Eating disorders and the media

This is a guest post by Rachel Lauren Cowey. Rachel works full time, but volunteers for three charities and is starting a degree in counselling in September. She tweets here.

 With the amount of attention the media pays to celebrities and women’s appearance and weight, is it any wonder more and more girls have low self-esteem?

We are constantly told that the only way to succeed is if we are gorgeous, perfect and skinny – the media never focuses on how many intelligent and successful women there are out there!

With 1.6 million people in the UK suffering from an eating disorder, society has been quick to blame the media for causing eating disorders, but this actually undermines the seriousness of an eating disorder.

Eating disorders are a mental health illness; they have the highest mortality rate of any addiction. Yet people brush them off as attention seeking or extreme diets.

As a recovered anorexic, I can tell you it had nothing to do with weight loss. I wanted to be invisible so no one could bully me anymore or call me ugly. The media had nothing to do with it.

It was a different story during recovery. The unit told me I couldn’t survive at the weight I was yet the media boasted about size 0 celebrities. They were alive and emaciated, why wasn’t I allowed to be too?

This isn’t the media’s biggest flaw. No. Printing emaciated photos of sufferers and revealing their lowest weight is. Why?

1) It reinforces the belief that eating disorders are about weight, using anorexia as a shock factor. Anorexia Nervosa is the least common eating disorder actually!

2) It is incredibly triggering for sufferers. It could push someone into relapse or someone may think they aren’t ill enough and not get help.

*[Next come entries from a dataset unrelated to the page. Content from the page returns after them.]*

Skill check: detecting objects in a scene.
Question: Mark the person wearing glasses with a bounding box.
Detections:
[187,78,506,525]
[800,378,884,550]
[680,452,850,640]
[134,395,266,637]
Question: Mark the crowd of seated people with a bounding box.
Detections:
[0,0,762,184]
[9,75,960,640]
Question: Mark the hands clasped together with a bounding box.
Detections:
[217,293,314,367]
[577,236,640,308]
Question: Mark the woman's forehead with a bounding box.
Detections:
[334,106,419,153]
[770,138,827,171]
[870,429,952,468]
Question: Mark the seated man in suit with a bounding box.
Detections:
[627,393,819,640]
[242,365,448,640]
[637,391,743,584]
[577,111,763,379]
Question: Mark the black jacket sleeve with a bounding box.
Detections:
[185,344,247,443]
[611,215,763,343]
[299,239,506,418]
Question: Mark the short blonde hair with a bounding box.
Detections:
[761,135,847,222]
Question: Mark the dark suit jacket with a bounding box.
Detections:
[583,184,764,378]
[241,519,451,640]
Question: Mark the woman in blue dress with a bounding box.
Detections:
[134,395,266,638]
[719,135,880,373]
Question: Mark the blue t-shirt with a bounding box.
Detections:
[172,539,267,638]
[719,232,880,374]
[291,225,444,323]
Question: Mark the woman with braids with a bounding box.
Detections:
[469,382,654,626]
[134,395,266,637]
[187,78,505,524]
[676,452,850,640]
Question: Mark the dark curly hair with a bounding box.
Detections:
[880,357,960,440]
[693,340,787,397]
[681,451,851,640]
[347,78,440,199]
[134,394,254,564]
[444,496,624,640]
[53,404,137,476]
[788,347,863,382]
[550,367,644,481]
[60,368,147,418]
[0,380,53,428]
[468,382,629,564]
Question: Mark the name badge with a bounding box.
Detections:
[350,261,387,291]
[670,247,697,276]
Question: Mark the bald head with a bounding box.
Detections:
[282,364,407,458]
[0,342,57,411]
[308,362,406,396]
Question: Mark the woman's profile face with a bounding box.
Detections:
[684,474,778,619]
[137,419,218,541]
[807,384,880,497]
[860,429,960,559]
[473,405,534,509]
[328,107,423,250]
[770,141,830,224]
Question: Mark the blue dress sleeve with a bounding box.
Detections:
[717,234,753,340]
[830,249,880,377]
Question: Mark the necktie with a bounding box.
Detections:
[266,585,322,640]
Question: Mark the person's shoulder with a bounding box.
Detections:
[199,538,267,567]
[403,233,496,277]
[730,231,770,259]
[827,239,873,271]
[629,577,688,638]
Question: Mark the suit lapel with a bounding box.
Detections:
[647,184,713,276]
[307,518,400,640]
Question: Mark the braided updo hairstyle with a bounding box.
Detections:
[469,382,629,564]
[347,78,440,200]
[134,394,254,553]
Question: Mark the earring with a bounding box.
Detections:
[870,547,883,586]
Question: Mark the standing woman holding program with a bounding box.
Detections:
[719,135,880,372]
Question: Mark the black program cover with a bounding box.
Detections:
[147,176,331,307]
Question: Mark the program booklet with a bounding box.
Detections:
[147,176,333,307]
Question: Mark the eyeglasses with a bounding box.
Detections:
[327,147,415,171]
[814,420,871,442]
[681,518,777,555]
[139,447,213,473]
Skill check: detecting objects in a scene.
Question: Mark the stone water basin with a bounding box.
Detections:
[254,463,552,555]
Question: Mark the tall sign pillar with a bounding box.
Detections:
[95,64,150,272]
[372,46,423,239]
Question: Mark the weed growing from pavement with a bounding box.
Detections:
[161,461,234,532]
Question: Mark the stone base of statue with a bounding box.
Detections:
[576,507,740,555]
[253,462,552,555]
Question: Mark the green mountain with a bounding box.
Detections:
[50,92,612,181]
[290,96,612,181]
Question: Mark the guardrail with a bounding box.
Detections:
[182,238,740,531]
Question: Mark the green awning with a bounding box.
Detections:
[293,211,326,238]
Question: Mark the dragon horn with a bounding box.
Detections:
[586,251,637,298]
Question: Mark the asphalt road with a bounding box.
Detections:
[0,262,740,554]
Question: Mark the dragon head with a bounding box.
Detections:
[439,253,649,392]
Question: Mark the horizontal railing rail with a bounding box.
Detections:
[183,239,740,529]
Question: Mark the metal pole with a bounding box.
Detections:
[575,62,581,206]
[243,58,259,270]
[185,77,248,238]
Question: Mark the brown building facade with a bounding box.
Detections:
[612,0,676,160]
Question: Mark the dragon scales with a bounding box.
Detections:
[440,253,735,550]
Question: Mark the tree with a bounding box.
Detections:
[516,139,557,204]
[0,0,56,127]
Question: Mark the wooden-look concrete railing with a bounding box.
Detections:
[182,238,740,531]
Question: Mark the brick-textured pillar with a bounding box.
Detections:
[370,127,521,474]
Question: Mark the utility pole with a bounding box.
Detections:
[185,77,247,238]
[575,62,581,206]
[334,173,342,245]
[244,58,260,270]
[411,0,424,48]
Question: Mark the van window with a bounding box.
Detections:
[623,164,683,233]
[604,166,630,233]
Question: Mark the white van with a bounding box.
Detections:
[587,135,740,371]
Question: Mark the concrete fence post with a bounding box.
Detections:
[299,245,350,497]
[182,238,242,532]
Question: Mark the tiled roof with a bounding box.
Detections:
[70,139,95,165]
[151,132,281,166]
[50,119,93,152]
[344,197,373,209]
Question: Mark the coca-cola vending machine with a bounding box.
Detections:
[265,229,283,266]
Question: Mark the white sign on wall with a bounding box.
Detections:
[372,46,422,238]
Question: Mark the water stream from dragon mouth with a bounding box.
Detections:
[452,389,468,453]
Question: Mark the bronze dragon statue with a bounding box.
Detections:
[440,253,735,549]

3) As someone who is not willing to give out photos and my lowest weight but wants to raise awareness and help others, it is incredibly difficult to find a magazine that will print my story.

Why does everything have to come down to image? Why can’t we just celebrate people’s achievements and inspiring stories?

One day I will get my story out there and one day I hope the media wakes up and realises the damage it causes.

The photo shows a rack of women’s magazines featuring the headlines “Kerry: How I’ve lost FOUR stone!”, “New Year Body Battles” and “I’ve stopped hating my body at last” and photos of women in bikinis and underwear. By jaimelondonboy, shared under a Creative Commons Licence.